The government has announced plans to revoke EU financial services regulations and replace it with new rules which are “designed for the UK”.
In today’s Queen’s Speech, Prince Charles announced that the government would bring in new legislation to “strengthen” the UK’s financial services industry and ensure it acts “in the interest of all people and communities”.
This will be achieved through a financial services and markets bill which will be introduced the coming year.
The government has said the main benefits of the bill would consist of “cutting red tape” to make the UK a more attractive place to invest and do business while maintaining high standards.
As well as revoking retained EU law, the government has said the bill will update the objectives of the financial services regulators to “ensure a greater focus on growth and international competitiveness” and will reform the rules that regulate the UK’s capital markets to promote investment.
It will also introduce additional protections for those investing or using financial products, to make it safer and support the victims of scams.
Among the financial rules which might face the chop is Mifid II, which includes a range of rules affecting advisers on cost and charge disclosures. It also includes rules on product governance and target markets.
The 10 per cent drop rule was also part of Mifid II, but this was put on hold during the Covid-19 pandemic and the FCA has already consulted on scrapping it.
The government will also introduce a new economic crime and corporate transparency bill which will introduce identity verification for people who manage, own and control companies and other UK registered entities.
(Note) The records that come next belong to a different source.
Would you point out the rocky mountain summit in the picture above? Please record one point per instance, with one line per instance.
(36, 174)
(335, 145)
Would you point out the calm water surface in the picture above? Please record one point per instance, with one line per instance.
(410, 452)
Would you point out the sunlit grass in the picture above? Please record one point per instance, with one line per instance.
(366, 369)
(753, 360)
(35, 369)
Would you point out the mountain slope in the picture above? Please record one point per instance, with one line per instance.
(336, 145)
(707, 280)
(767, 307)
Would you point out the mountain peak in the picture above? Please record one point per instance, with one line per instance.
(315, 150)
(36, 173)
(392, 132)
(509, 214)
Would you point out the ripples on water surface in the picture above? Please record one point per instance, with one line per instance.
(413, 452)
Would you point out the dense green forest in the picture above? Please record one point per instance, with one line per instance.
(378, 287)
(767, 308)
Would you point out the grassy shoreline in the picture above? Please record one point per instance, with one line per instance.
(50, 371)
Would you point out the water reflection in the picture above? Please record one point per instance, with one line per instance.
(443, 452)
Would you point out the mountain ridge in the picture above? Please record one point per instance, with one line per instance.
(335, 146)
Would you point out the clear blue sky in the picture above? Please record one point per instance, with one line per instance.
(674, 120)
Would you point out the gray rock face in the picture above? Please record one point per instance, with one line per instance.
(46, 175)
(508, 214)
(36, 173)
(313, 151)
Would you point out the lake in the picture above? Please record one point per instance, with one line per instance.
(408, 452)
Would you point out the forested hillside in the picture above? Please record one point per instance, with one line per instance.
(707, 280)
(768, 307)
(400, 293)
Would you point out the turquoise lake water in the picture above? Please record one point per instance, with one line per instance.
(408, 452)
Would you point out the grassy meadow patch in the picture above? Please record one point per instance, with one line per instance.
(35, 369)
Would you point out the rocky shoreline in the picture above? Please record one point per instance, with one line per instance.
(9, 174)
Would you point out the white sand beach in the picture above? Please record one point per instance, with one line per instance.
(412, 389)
This will be aimed at improving the accuracy of Companies House data, to support business decisions and law enforcement investigations.
The bill will also provide Companies House with more effective investigation and enforcement powers and introducing better cross-checking of data with other public and private sector bodies.
David Postings, chief executive of UK Finance, said: “We strongly welcome the announcement in the Queen’s Speech that the government will bring forward a financial services bill and a further economic crime bill which we see as two key pieces of legislation for financial services.
“The financial service bill provides the opportunity to tailor the UK’s regulatory framework and so create a more competitive financial services sector post-Brexit, supporting jobs and investment across the country.”
Steven Cameron, pensions director at Aegon, said: “The inclusion of the financial services bill in the Queen’s Speech paves the way for helpful changes to how financial services are regulated and in turn the services firms can offer to customers.
“Many already benefit from financial advice, but for some this may be disproportionately expensive. Current rules make it very difficult for firms to offer anything between generic information and full regulated advice. As we adjust to a UK outside of the EU, there’s an opportunity to move away from EU regulations and open up new forms of support, allowing the financial services industry to help more people.